Dealing With Newcomers

The industry is still new enough that many entrepreneurs – and their investors – often don’t know much about the business.

Mendel said he had a prospective client in Illinois ask him, “Is this product similar to mushrooms? Does it grow in a cold, damp environment?”

As in the case of the electrical lights in grow houses, Your Green Contractor has learned to ask more questions, often “Why are you doing that?” and “Have you thought about this?”

Mendel had a woman call saying she wanted to build a dispensary the size of a Wal-Mart.

“I asked, ‘Did you mean Wal-Mart or Walgreens?’” Mendel said. “She said ‘I said Wal-Mart.’”
The woman wanted to carry every marijuana strain on the planet. Mendel advised her that even if she wanted to carry every strain she didn’t need 100,000 square feet.

They couldn’t come to terms so he recommended a consultant.

While people are willing to take risks to enter the industry, Mendel said it’s surprising how little risk those same people will take when it comes to new technology. If they’ve done their research and are convinced, say, that HID lights are the best way to grow, then it’s often difficult to move them off their plan to try a new, improved lighting system, such as LED.

Mendel concedes that there is some wisdom in that. “It’s a fine line between the cutting edge and the bleeding edge,” he said.

But to gain a competitive advantage, you have to be willing to try new methods. He said companies in the cannabis industry – particularly growers – should continuously experiment with new techniques and equipment on a small scale first.

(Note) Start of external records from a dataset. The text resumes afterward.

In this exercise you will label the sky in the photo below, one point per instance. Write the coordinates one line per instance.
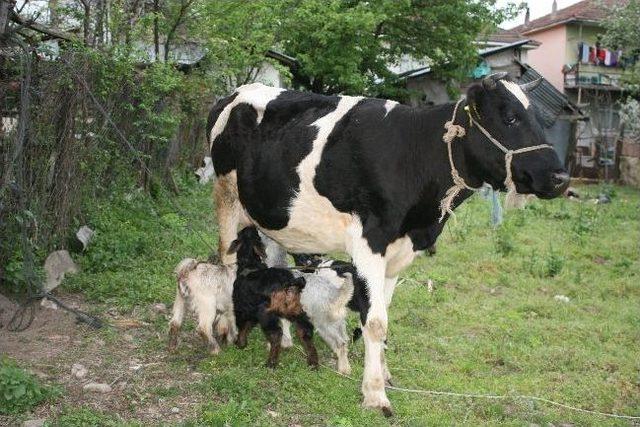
(538, 8)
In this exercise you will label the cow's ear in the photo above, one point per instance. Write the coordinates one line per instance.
(233, 248)
(474, 97)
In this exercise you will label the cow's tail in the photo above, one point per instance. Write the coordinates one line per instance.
(344, 295)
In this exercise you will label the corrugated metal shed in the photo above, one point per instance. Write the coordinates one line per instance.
(549, 101)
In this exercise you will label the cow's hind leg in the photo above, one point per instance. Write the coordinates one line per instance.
(372, 268)
(229, 213)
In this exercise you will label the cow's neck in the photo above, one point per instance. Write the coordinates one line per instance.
(434, 172)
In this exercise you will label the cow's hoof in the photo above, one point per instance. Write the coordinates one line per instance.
(380, 401)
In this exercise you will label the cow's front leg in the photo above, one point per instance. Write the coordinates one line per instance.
(389, 288)
(372, 267)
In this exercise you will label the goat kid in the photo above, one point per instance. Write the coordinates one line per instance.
(206, 290)
(264, 295)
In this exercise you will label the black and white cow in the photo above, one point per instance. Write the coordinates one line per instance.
(365, 176)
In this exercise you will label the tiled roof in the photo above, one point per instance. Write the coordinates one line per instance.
(586, 10)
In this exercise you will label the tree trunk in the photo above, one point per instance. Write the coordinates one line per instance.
(156, 30)
(5, 9)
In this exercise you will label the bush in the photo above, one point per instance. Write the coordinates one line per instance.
(19, 390)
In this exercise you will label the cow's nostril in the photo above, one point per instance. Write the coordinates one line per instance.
(560, 179)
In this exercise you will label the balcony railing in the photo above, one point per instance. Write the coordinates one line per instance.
(593, 76)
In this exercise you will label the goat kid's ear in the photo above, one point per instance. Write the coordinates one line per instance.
(260, 252)
(233, 248)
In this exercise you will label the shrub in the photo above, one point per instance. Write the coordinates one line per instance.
(20, 390)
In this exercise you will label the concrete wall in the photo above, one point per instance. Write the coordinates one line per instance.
(550, 56)
(270, 76)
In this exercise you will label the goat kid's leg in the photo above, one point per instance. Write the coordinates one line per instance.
(271, 328)
(304, 330)
(287, 341)
(372, 267)
(243, 333)
(176, 320)
(342, 349)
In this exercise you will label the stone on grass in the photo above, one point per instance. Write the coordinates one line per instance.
(84, 234)
(97, 388)
(78, 370)
(47, 303)
(159, 308)
(57, 264)
(206, 172)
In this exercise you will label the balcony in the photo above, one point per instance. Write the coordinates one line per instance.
(590, 76)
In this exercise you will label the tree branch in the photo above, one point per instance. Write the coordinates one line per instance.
(53, 32)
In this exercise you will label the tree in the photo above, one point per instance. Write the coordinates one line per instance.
(347, 45)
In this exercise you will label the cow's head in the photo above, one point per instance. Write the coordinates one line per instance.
(503, 108)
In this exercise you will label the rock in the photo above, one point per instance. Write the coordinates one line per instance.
(206, 172)
(97, 388)
(57, 264)
(78, 370)
(47, 303)
(84, 234)
(159, 308)
(572, 193)
(429, 285)
(39, 422)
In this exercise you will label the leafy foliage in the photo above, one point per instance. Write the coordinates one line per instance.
(19, 390)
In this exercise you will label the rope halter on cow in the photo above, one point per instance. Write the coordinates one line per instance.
(454, 131)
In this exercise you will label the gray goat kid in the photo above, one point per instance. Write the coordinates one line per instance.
(324, 300)
(204, 289)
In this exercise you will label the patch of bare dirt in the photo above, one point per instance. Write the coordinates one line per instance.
(128, 354)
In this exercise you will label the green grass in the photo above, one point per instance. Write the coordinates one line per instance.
(20, 390)
(490, 326)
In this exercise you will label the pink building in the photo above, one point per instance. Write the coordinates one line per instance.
(571, 57)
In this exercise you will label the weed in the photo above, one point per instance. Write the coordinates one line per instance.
(553, 263)
(85, 417)
(503, 239)
(19, 390)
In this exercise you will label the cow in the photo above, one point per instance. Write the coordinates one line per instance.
(370, 177)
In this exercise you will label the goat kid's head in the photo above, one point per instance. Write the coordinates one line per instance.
(503, 108)
(248, 247)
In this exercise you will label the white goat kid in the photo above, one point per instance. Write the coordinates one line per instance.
(324, 300)
(205, 289)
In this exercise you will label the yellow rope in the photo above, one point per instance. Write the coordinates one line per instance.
(488, 396)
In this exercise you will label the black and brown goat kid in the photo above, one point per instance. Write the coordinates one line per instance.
(263, 295)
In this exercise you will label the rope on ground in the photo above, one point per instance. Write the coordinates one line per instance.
(489, 396)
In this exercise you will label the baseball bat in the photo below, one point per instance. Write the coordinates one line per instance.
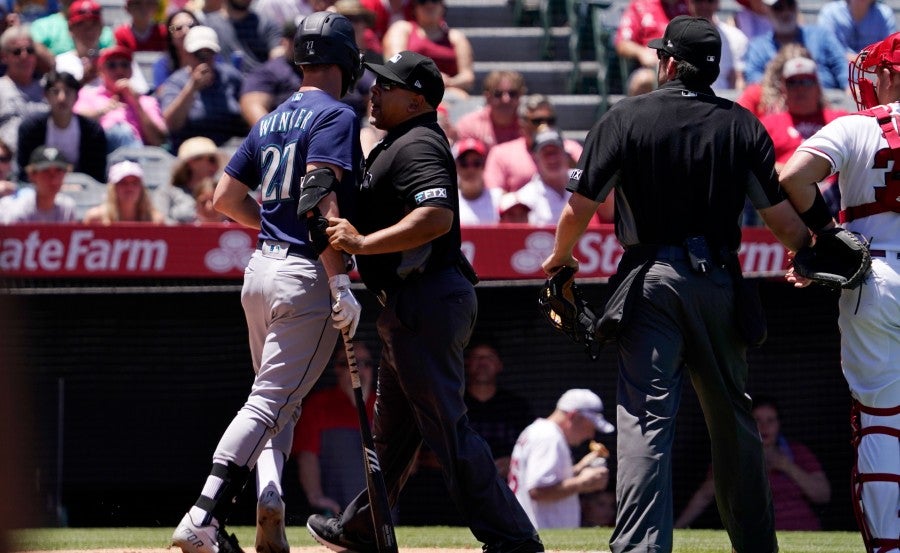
(379, 506)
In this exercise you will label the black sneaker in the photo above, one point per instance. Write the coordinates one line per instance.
(527, 546)
(329, 532)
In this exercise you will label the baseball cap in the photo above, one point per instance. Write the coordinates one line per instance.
(116, 51)
(692, 39)
(124, 169)
(83, 10)
(469, 145)
(44, 157)
(545, 138)
(796, 67)
(885, 53)
(417, 72)
(201, 37)
(586, 403)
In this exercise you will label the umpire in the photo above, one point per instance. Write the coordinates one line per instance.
(682, 162)
(406, 240)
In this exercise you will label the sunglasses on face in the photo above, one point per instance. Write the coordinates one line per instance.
(798, 83)
(388, 85)
(513, 94)
(477, 163)
(18, 51)
(538, 121)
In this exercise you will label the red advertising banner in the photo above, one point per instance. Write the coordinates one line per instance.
(513, 252)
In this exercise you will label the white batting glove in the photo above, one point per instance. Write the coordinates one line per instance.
(346, 311)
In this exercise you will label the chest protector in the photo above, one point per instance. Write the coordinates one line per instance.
(887, 198)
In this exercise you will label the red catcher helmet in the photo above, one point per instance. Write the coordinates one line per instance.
(864, 69)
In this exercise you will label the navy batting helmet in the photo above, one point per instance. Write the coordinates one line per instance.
(325, 38)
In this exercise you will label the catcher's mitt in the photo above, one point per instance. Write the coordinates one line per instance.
(562, 304)
(838, 259)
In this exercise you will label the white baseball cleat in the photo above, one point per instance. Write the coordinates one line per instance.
(192, 538)
(270, 536)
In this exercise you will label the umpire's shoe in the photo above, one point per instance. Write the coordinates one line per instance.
(270, 536)
(330, 533)
(193, 538)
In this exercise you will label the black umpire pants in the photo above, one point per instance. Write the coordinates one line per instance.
(685, 322)
(424, 328)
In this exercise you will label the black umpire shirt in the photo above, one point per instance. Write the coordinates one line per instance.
(411, 167)
(682, 163)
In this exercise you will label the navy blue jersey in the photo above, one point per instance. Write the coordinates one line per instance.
(308, 127)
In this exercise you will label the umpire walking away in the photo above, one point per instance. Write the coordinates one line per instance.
(681, 162)
(406, 241)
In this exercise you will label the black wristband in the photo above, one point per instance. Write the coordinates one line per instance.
(818, 215)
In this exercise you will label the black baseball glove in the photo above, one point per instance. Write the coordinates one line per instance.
(838, 259)
(562, 304)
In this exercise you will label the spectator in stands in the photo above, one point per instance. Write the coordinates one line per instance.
(641, 22)
(198, 160)
(127, 117)
(822, 45)
(513, 209)
(734, 46)
(245, 39)
(127, 199)
(270, 84)
(203, 199)
(478, 205)
(363, 20)
(543, 477)
(767, 95)
(175, 57)
(510, 165)
(546, 192)
(857, 23)
(46, 169)
(326, 438)
(429, 35)
(497, 414)
(795, 476)
(143, 33)
(79, 139)
(598, 508)
(203, 97)
(498, 120)
(8, 184)
(21, 93)
(804, 114)
(82, 62)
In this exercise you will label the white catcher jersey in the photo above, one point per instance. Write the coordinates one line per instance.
(542, 458)
(851, 144)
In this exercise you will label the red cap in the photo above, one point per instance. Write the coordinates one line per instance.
(83, 10)
(885, 53)
(116, 51)
(469, 145)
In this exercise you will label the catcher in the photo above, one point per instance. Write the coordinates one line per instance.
(864, 148)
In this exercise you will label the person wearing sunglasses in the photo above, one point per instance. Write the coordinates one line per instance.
(407, 246)
(512, 164)
(822, 44)
(498, 120)
(128, 117)
(478, 205)
(21, 92)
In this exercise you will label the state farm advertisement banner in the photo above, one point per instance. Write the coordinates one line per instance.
(222, 251)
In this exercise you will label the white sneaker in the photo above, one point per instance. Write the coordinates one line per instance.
(192, 538)
(270, 536)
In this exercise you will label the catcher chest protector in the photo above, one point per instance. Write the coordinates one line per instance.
(887, 198)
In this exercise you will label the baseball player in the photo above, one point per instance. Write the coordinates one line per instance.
(864, 148)
(407, 246)
(305, 157)
(681, 162)
(541, 472)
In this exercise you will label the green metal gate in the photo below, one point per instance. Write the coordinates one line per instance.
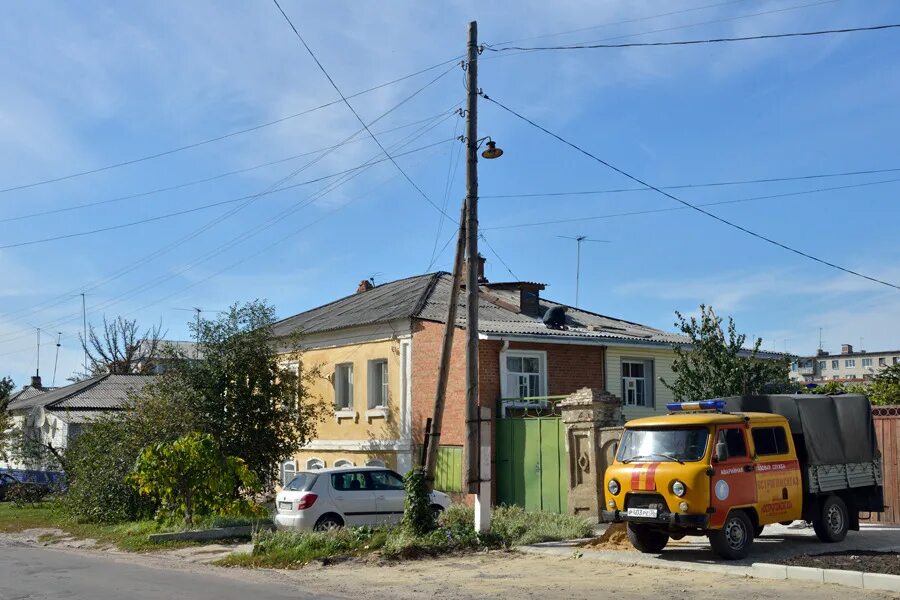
(531, 463)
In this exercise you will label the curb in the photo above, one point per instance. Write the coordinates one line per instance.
(867, 581)
(220, 533)
(857, 579)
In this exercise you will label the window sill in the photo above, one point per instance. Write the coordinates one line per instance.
(380, 412)
(346, 413)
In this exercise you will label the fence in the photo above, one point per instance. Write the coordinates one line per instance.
(887, 430)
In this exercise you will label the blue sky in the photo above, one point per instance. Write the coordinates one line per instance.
(100, 83)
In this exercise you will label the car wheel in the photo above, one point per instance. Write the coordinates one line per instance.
(734, 540)
(329, 522)
(646, 539)
(833, 522)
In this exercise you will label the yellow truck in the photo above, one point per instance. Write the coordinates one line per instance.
(726, 468)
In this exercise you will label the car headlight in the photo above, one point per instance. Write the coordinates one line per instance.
(613, 487)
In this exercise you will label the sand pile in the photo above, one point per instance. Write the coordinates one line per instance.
(614, 538)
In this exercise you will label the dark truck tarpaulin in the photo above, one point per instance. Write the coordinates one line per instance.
(834, 430)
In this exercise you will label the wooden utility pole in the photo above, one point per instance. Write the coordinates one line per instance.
(477, 481)
(433, 436)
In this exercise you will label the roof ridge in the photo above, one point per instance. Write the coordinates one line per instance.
(92, 384)
(341, 299)
(426, 294)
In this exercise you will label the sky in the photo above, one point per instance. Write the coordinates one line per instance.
(96, 84)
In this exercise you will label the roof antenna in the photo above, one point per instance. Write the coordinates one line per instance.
(56, 360)
(578, 239)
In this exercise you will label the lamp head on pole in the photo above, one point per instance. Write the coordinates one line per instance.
(492, 151)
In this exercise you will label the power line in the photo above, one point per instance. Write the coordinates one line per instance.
(700, 41)
(356, 114)
(206, 179)
(713, 184)
(688, 204)
(205, 206)
(171, 246)
(224, 136)
(677, 208)
(623, 22)
(494, 252)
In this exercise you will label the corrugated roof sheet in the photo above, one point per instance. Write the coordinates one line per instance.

If it works, then consider implementing it across your company.

Looking Forward

Since starting out in 2011, Mendel’s watched with interest as the industry has evolved. Projects are getting bigger. Owners are getting more sophisticated. He observed one operation grow from 3,000 square feet to 10,000 square feet to 50,000 square feet.

“It’s fun for us to get to watch that kind of evolution from the inside,” he said.
He added, though, that trying to make any sort of prediction regarding the future of the industry prior to seeing who will lead the next federal administration in 2016 “is crazy.”

As the industry expands, Mendel wants to grow his business at a comfortable rate. It is certainly not going to grow faster than it can keep up from a quality standpoint, he said.

That focus on quality is a key component to his business ethics.

“We’re looking for people who are serious, not hobbyists. Not people who are looking to grow their own weed just so they can smoke it,” Mendel said. “At the end of the day, the product is a crop and it ought to be managed as one.”